O Gás Atrasou, os Salários Também: Quem Está Cuidando do Dinheiro da Mangueira?
GESTÃO GUANAYRA FIRMINO DOS SANTOS:
Nesta sexta-feira, dia 15 de maio de 2026, recebemos a informação a partir de dois funcionários do Barracão de Alegorias da Mangueira que o salário está atrasado, há dez dias. Além dos funcionários que estão com os vencimentos em atraso, já que informaram que o pagamento ocorre no quinto dia útil do mês.
Recebemos ainda, nesta sexta-feira, dia 15/05/2026 o aviso de corte da Companhia Naturgy que se comunicou através do telefone: 21 96937-0167. Evidentemente recebemos a cópia da mensagem.
Apresentou-se como representante da empresa o Técnico Caique Silva.

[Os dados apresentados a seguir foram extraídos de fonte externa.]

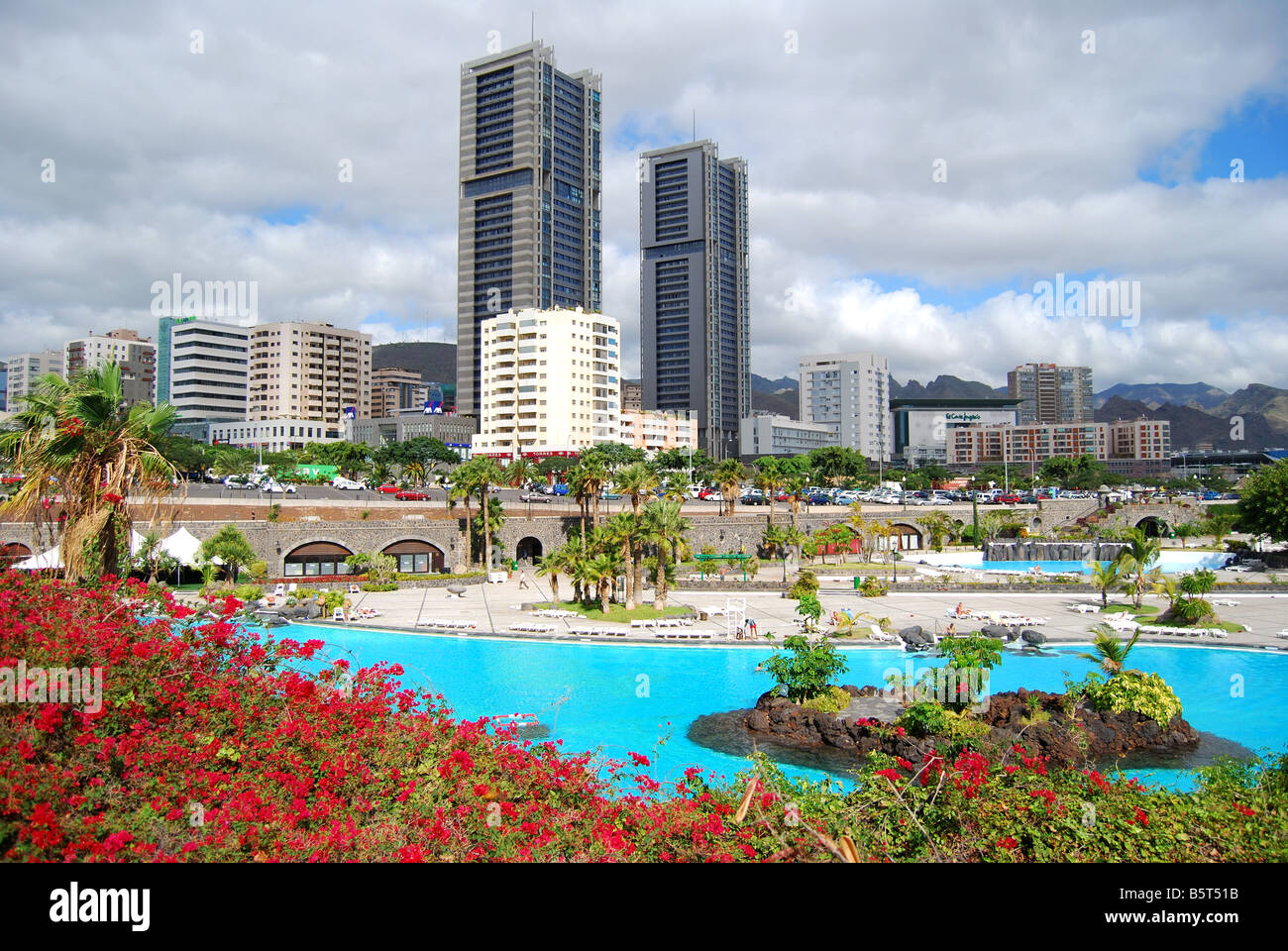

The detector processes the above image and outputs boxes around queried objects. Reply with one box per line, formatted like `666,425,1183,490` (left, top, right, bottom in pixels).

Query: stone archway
382,539,447,575
1134,515,1172,539
514,535,545,565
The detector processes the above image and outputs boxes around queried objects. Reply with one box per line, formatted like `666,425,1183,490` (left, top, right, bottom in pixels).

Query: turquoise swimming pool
292,625,1288,789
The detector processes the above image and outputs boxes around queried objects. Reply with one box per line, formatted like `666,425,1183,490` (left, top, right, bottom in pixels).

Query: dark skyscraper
456,42,601,415
640,141,751,459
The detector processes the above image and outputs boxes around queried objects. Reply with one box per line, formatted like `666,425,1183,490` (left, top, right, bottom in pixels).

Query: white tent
161,527,201,567
13,528,152,571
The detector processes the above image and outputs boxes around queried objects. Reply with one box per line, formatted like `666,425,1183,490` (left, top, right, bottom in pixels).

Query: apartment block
5,351,63,412
640,139,751,459
618,410,698,455
456,42,601,414
474,308,621,458
158,317,252,423
1006,364,1096,424
948,419,1172,476
739,414,836,459
63,329,158,403
800,352,894,462
246,321,371,422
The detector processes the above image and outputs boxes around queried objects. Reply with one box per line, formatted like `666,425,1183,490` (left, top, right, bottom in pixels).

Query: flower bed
0,573,1288,861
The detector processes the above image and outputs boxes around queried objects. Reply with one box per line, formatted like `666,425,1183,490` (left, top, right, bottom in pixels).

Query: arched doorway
282,541,353,578
383,539,446,575
1136,515,1172,539
514,535,542,565
0,541,31,569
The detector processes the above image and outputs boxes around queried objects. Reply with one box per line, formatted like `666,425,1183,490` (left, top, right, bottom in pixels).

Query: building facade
158,317,252,423
5,351,63,412
741,414,836,459
640,139,751,459
890,398,1020,468
474,309,621,458
345,412,478,456
456,42,601,414
246,321,371,425
63,329,158,403
1006,364,1096,424
948,419,1172,476
617,410,698,455
800,353,894,462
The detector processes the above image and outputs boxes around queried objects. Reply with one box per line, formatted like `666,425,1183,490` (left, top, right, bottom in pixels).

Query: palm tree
644,500,690,611
1087,560,1124,607
711,459,747,515
1078,624,1140,677
604,511,640,611
537,544,572,607
1118,528,1162,607
785,475,808,531
756,458,783,528
615,463,661,605
0,363,175,580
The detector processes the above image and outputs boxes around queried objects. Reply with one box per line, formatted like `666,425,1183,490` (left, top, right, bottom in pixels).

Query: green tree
197,524,255,586
0,363,175,581
1237,459,1288,541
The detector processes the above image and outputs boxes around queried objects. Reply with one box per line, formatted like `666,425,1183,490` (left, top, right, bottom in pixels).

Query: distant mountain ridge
371,342,456,384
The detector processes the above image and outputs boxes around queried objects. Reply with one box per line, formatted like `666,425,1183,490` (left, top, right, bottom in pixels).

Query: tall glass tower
640,139,751,459
456,42,601,415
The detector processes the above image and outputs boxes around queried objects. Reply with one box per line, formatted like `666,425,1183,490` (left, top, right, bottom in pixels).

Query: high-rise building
5,351,63,412
158,317,252,423
1006,364,1096,424
474,308,621,458
800,353,894,460
456,42,601,414
210,321,371,450
640,139,751,459
63,329,158,403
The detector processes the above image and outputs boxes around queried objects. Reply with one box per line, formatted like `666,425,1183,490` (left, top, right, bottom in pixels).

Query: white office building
800,353,894,460
738,414,836,456
474,307,622,459
5,351,64,412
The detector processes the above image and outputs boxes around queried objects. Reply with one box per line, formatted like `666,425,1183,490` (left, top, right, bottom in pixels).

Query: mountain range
371,343,1288,451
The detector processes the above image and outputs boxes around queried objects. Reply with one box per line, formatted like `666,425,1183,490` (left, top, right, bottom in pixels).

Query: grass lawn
1100,604,1158,620
537,600,693,622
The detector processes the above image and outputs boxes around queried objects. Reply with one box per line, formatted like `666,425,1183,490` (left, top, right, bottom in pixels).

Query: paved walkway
271,576,1288,650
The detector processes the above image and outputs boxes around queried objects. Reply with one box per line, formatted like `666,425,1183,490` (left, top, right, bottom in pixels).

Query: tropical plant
1078,624,1140,678
0,363,175,580
761,634,850,703
643,500,690,609
197,524,255,586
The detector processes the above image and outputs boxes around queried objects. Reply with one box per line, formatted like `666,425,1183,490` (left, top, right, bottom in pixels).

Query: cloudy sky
0,0,1288,389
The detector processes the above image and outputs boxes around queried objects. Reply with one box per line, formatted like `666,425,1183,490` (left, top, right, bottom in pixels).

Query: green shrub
859,575,890,598
802,687,850,714
787,569,818,600
1086,670,1181,727
761,635,850,703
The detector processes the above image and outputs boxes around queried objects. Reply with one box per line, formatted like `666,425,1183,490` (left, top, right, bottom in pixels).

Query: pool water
286,625,1288,789
905,552,1232,575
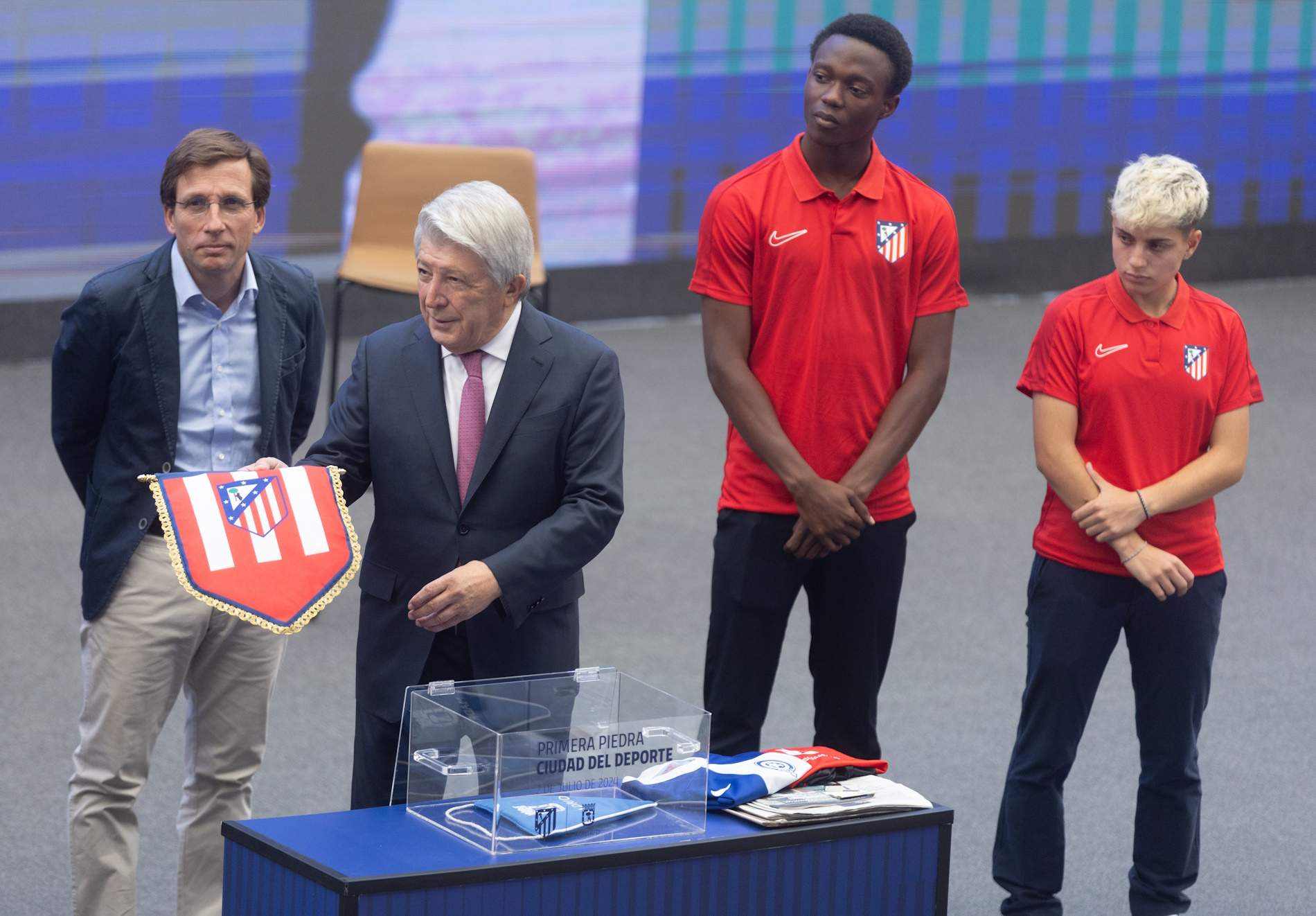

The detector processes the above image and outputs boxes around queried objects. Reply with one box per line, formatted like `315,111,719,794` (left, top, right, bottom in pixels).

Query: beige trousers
69,536,285,916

Às 11:01 enviou o seguinte texto:
"Responsável Mangueira Bom dia, meu nome é Caique Sou técnico da Naturgy estou com uma ordem de corte para sua unidade, e pra mim dar baixa no seu corte e evitar fazer o serviço preciso que você me envie o comprovante pago da fatura que gerou o corte por favor, somente o comprovante pago e nada a mais, vou lhe enviar a ordem de servico mostrando justamente e fatura que consta em aberto, você consegue verificar sobre e me enviar este comprovante por gentileza?'
Além da mensagem foi encaminhada o boleto para pagamento, que segue abaixo:
Em tempos de tantos golpes — golpe em Brasília, golpe em Washington e, por que não dizer, golpe também na Mangueira — realizamos a conferência documental e constatamos: o pagamento em questão é, de fato, destinado à CEG — Companhia Distribuidora de Gás.
Essa confirmação torna ainda mais grave a informação de que a Mangueira recebeu aviso de corte por falta de pagamento de uma conta no valor de R$ 810,05. Pode ser um episódio isolado? Pode. Mas causa estranheza que esse suposto “evento isolado” já se arraste por onze dias consecutivos de atraso.

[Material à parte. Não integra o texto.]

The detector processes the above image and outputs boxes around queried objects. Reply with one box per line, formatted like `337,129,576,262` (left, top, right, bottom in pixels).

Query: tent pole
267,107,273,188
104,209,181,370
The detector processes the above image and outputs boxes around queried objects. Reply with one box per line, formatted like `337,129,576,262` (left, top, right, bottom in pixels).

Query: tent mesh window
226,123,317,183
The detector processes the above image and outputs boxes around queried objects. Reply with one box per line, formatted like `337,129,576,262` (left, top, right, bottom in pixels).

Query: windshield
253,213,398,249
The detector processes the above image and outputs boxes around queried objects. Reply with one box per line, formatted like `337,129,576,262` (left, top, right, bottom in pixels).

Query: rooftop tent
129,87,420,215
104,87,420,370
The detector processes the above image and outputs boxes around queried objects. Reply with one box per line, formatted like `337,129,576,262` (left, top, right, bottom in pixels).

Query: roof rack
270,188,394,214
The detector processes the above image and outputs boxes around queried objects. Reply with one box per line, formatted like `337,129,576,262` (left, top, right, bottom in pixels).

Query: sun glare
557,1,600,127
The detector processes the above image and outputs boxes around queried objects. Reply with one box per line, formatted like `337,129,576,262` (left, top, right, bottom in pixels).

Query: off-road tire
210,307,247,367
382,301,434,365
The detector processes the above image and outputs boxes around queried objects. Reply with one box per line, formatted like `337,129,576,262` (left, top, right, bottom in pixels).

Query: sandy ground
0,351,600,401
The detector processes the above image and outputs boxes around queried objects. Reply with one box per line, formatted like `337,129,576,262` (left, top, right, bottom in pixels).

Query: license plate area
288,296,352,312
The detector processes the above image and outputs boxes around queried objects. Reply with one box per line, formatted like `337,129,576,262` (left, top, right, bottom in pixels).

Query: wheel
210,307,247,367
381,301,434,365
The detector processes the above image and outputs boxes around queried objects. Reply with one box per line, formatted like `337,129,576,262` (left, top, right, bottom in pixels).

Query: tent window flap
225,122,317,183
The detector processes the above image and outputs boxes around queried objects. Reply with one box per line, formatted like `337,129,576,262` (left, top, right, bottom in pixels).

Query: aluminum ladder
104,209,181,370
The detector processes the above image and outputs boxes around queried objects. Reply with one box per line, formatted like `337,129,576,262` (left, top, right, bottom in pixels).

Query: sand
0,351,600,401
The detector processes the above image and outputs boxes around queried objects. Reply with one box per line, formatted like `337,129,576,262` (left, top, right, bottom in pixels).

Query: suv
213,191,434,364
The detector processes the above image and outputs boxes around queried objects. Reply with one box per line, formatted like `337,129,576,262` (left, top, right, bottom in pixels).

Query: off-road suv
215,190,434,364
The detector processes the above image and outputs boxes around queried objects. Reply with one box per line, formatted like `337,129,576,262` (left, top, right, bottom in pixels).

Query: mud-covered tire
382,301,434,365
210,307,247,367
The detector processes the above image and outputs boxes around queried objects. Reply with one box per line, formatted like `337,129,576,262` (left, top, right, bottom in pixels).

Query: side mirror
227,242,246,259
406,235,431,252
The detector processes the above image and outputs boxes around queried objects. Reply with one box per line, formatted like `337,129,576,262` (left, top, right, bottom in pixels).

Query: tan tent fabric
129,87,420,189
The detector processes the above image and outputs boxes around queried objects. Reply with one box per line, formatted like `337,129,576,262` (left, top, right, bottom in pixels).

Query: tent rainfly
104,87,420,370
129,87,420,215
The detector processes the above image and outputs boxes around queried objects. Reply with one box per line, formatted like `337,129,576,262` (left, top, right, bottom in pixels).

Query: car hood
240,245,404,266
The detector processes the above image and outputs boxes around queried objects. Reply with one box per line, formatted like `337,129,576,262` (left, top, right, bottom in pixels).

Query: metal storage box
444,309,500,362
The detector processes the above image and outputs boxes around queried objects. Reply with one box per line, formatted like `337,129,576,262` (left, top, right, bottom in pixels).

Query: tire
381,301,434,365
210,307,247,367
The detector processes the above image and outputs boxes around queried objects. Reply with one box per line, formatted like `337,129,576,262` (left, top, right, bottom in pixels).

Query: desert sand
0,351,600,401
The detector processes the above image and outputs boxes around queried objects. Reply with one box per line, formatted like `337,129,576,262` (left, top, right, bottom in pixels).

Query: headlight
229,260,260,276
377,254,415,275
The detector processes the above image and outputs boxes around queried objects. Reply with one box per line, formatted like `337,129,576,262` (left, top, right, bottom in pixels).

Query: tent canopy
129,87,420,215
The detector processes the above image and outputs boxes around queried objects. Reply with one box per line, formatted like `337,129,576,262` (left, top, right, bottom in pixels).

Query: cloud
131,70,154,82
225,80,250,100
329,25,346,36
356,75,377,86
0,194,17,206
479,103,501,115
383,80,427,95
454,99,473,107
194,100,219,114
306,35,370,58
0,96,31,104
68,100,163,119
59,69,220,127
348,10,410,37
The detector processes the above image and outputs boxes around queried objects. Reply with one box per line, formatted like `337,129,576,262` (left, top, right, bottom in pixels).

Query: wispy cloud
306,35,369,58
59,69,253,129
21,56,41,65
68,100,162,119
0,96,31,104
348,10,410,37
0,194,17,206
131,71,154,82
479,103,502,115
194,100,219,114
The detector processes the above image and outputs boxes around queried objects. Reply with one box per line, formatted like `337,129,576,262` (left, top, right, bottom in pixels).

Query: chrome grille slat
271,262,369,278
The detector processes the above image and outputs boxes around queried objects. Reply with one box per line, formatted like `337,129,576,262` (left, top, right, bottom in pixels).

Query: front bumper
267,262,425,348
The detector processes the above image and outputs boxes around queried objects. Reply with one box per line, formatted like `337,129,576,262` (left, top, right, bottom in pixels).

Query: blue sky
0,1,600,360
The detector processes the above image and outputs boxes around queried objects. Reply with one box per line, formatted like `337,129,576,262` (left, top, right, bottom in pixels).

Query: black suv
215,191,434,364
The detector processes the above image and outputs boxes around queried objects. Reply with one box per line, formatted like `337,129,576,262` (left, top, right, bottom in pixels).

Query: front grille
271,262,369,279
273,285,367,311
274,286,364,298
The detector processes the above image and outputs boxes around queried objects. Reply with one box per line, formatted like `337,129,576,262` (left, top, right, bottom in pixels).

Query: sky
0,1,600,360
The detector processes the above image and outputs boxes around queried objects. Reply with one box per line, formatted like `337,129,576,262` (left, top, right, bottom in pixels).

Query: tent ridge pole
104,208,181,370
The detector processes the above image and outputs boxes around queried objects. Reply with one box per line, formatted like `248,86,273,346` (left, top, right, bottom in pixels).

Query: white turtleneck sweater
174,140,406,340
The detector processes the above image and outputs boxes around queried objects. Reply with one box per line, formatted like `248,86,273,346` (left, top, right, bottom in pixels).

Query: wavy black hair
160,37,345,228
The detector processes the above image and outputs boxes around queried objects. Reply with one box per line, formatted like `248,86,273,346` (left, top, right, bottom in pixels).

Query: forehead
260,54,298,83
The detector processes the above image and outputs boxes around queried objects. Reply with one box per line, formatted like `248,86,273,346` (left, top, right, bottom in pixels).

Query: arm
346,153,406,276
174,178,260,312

A pergunta que fica é simples: como uma instituição da grandeza da Estação Primeira de Mangueira, que movimenta recursos, projetos, parcerias e contratos, chega ao ponto de receber aviso de corte por uma conta desse valor?

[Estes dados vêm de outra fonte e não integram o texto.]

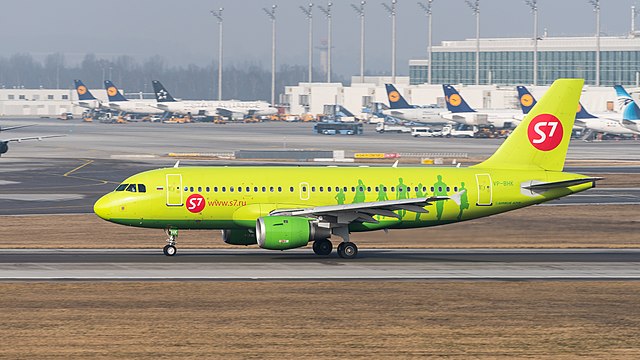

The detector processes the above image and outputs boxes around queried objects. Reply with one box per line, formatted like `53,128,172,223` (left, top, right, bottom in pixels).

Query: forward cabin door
167,174,183,206
476,174,493,206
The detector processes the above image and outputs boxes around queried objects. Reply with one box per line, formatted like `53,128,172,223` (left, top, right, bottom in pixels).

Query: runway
0,249,640,281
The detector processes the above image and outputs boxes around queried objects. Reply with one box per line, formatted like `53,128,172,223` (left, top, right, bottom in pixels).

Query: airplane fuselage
95,167,593,231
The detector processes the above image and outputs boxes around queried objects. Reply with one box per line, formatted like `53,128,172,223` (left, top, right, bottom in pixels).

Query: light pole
211,8,224,101
382,0,398,84
318,2,333,82
351,0,367,83
465,0,480,85
262,5,278,106
300,3,313,82
525,0,538,86
418,0,433,84
589,0,600,86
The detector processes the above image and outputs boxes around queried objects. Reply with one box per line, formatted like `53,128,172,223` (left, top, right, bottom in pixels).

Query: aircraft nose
93,194,113,220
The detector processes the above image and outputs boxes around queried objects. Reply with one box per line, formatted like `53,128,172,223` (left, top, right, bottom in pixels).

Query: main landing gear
313,239,358,259
162,229,178,256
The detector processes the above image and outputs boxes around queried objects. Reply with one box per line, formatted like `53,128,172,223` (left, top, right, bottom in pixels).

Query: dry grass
0,282,640,359
0,205,640,248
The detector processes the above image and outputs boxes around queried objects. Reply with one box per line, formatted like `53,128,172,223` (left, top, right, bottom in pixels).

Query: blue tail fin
576,102,596,120
442,84,476,113
104,80,127,101
516,86,538,115
73,80,97,100
151,80,176,102
613,85,640,121
384,84,413,109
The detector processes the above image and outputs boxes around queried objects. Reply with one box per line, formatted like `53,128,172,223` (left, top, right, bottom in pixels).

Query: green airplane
94,79,600,259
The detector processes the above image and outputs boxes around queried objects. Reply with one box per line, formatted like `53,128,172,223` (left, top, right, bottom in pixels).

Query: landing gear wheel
338,242,358,259
313,239,333,256
162,245,178,256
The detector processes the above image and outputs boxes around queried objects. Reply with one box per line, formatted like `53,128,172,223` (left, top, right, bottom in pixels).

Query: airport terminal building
409,34,640,87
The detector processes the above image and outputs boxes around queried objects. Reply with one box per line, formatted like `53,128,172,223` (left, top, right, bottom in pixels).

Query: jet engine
256,216,331,250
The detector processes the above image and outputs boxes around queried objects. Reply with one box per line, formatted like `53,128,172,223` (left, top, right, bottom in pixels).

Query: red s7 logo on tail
527,114,564,151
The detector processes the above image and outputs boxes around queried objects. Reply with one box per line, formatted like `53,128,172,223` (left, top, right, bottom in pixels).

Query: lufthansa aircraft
516,86,640,135
94,79,599,259
382,84,450,124
153,80,278,119
104,80,164,115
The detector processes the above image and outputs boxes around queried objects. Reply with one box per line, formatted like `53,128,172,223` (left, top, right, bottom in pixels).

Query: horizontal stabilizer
522,177,603,191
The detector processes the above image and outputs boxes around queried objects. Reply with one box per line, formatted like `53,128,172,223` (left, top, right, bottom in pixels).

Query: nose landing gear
162,229,178,256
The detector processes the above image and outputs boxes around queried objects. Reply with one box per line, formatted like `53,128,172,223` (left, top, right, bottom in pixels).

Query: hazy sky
0,0,640,75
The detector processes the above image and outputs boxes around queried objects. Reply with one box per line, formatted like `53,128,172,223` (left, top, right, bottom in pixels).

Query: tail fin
442,84,476,113
613,85,640,121
384,84,413,109
576,102,597,120
104,80,127,102
475,79,584,171
73,80,97,100
516,86,538,115
151,80,176,102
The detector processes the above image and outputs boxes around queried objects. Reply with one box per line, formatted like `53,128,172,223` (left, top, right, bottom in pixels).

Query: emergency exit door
167,174,183,206
476,174,493,206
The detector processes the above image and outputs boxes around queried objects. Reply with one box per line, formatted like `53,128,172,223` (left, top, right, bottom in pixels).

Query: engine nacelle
222,229,258,245
256,216,331,250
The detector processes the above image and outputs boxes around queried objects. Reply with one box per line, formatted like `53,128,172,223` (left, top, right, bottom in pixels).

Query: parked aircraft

Mais do que uma conta em atraso, o episódio indica um sinal preocupante de desorganização administrativa, fragilidade de controle financeiro e ausência de transparência na gestão cotidiana da escola. A Mangueira merece explicações. A comunidade merece respeito.
Mas, agora, a conta de gás é secundária. O que é prioritário são as pessoas. As pessoas. Trabalhadores e trabalhadoras que recebem, em média, cerca de um salário mínimo estão com seus salários em atraso. O que explica que o pagamento, que deveria ter sido realizado, no máximo, até o dia 08/05/2026, ainda não tenha sido executado em 15/05/2026? Pelo adiantar da hora, esse atraso tende a se estender, pelo menos, até o dia 18/05/2026, segunda-feira.
Mas por que atrasar? Existe algum motivo especial? Tenho convicção de que não deveria ser falta de recursos. E por que essa hipótese causa tanta estranheza? Porque uma escola de samba que, nos últimos meses, teria recebido recursos na casa de mais de R$ 20 milhões, além dos repasses ordinários da LIESA, não deveria chegar a esse ponto. Somente do Amapá, teriam sido R$ 10 milhões. Da Fundação Open Society, mais R$ 4,3 milhões. Ainda haveria cerca de R$ 2,7 milhões em emendas parlamentares.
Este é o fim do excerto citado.